The current project I’m on has a requirement for being able to determine a server’s overall performance before and after a migration, mostly to make sure that it still functions the same or better once its on the new platform. Whilst it’s easy enough to get raw statistics from perfmon getting an at-a-glance view of how a server is performing before and after a migration is a far more nuanced concept, one that’s not easily accomplished with some Excel wizardry. With that in mind I thought I’d share with you my idea for creating such a view as well as outlining the challenges I’ve hit when attempting to collate the data.

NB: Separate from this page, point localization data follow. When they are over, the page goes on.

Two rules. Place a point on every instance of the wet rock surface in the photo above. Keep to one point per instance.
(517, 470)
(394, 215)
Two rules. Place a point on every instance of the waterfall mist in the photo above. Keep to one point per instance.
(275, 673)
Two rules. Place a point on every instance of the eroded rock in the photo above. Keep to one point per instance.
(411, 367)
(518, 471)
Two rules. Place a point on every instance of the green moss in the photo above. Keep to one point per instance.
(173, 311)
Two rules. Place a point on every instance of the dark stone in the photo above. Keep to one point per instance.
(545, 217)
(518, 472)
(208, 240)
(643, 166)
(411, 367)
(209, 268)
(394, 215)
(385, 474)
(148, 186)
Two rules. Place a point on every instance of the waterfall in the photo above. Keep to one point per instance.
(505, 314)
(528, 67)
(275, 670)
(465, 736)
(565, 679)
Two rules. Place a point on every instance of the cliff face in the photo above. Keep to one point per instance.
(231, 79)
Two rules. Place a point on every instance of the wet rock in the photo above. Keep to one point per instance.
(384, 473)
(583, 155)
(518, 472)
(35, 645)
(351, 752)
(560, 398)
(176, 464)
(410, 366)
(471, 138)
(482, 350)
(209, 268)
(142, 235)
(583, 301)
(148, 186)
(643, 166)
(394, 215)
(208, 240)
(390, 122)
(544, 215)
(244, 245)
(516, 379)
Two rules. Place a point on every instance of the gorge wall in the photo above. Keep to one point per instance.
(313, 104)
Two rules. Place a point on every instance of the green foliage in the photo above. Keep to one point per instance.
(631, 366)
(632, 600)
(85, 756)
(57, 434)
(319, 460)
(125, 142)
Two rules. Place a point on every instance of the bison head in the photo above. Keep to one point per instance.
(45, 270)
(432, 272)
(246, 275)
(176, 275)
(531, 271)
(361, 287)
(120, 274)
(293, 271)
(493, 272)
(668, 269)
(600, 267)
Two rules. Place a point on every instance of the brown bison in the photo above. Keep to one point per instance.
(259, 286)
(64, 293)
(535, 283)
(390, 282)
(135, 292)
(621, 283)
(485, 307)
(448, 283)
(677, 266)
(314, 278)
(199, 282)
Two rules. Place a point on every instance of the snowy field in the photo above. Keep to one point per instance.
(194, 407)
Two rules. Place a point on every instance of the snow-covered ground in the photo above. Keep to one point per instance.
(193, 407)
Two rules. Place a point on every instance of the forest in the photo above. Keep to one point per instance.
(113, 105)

At a high level I’ve focused on the 4 core resources that all operating systems consume: CPU, RAM, disk and network. For the most part these metrics are easily captured by the counters that perfmon has however I wanted to go a bit further to make sure that the final comparisons represented a more “true” picture of before and after performance. To do this I included some additional qualifying metrics which would show if increased resource usage was negatively impacting on performance or if it was just the server consuming more resources because it could since the new platform had much more capacity. With that in mind these are the metrics I settled on using:
- Average of CPU usage (24 hours), Percentage, Quantitative
- CPU idle time on virtual host of VM (24 hours), Percentage, Qualifying
- Top 5 services by CPU usage, List, Qualitative
- Average of Memory usage (24 hours), Percentage, Quantitative
- Average balloon driver memory usage (24 hours), MB consumed, Qualifying
- Top 5 services by Memory usage, List, Qualitative
- Average of Network usage (24 hours), Percentage, Quantitative
- Average TCP retransmissions (24 hours), Total, Qualifying
- Top 5 services by Network bandwidth utilized, List, Qualitative
- Average of Disk usage (24 hours), Percentage, Quantitative
- Average queue depth (24 hours), Total, Qualifying
- Top 5 services by Storage IOPS/Bandwidth utilized, List, Qualitative
Essentially these metrics can be broken down into 3 categories: quantitative, qualitative and qualifying. Quantitative metrics are the base metrics which will form the main part of the before and after analysis. Qualitative metrics are mostly just informational (being the Top 5 consumers of X resource) however they’ll provide some useful insight into what might be causing an issue. For example if an SQL box isn’t showing the SQL process as a top consumer then it’s likely something is causing that process to take a dive before it can actually use any resources. Finally the qualifying metrics are used to indicate whether or not increased usage of a certain metric signals an impact to the server’s performance like say if the memory usage is high and the memory balloon size is high it’s quite likely the system isn’t performing very well.
The vast majority of these metrics are provided in perfmon however there were a couple that I couldn’t seem to get through the counters, even though I could see them in Resource Monitor. As it turns out Resource Monitor makes use of the Event Tracing for Windows (ETW) framework which gives you an incredibly granular view of all events that are happening on your machine. What I was looking for was a breakdown of disk and network usage per process (in order to generate the Top 5 users list) which is unfortunately bundled up in the IO counters available in perfmon. In order to split these out you have to run a Kernel Trace through ETW and then parse the resulting file to get the metrics you want. It’s a little messy but unfortunately there’s no good way to get those metrics separated. The resulting perfmon profile I created can be downloaded here.
The next issue I’ve run into is getting the data into a readily digestible format. You see not all servers are built the same and not all of them run the same amount of software. This means that when you open up the resulting CSV file from different servers the column headers won’t line up so you’ve got to either do some tricky Excel work (which is often prone to failure) or get freaky with some PowerShell (which is messy and complicated). I decided to go for the latter as at least I could maintain and extend the script somewhat easily whereas an Excel spreadsheet has a tendency to get out of control faster than anyone expects. That part is still a work in progress however but I’ll endeavour to update this post with the completed script once I’ve got it working.
After that point it’s a relatively simple task of displaying everything in a nicely formatted Excel spreadsheet and doing comparisons based on the metrics you’ve generated. If I had more time on my hands I probably would’ve tried to integrate it into something like a SharePoint BI site so we could do some groovy tracking and intelligence on it but due to tight time constraints I probably won’t get that far. Still a well laid out spreadsheet isn’t a bad format for presenting such information, especially when you can colour everything green when things are going right.
I’d be keen to hear other people’s thoughts on how you’d approach a problem like this as trying to quantify the nebulous idea of “server performance” has proven to be far more challenging than I first thought it would be. Part of this is due to the data manipulation required but it was also ensuring that all aspects of a server’s performance were covered and converted down to readily digestible metrics. I think I’ve gotten close to a workable solution with this but I’m always looking for ways to improve it or if there’s a magical tool out there that will do this all for me 😉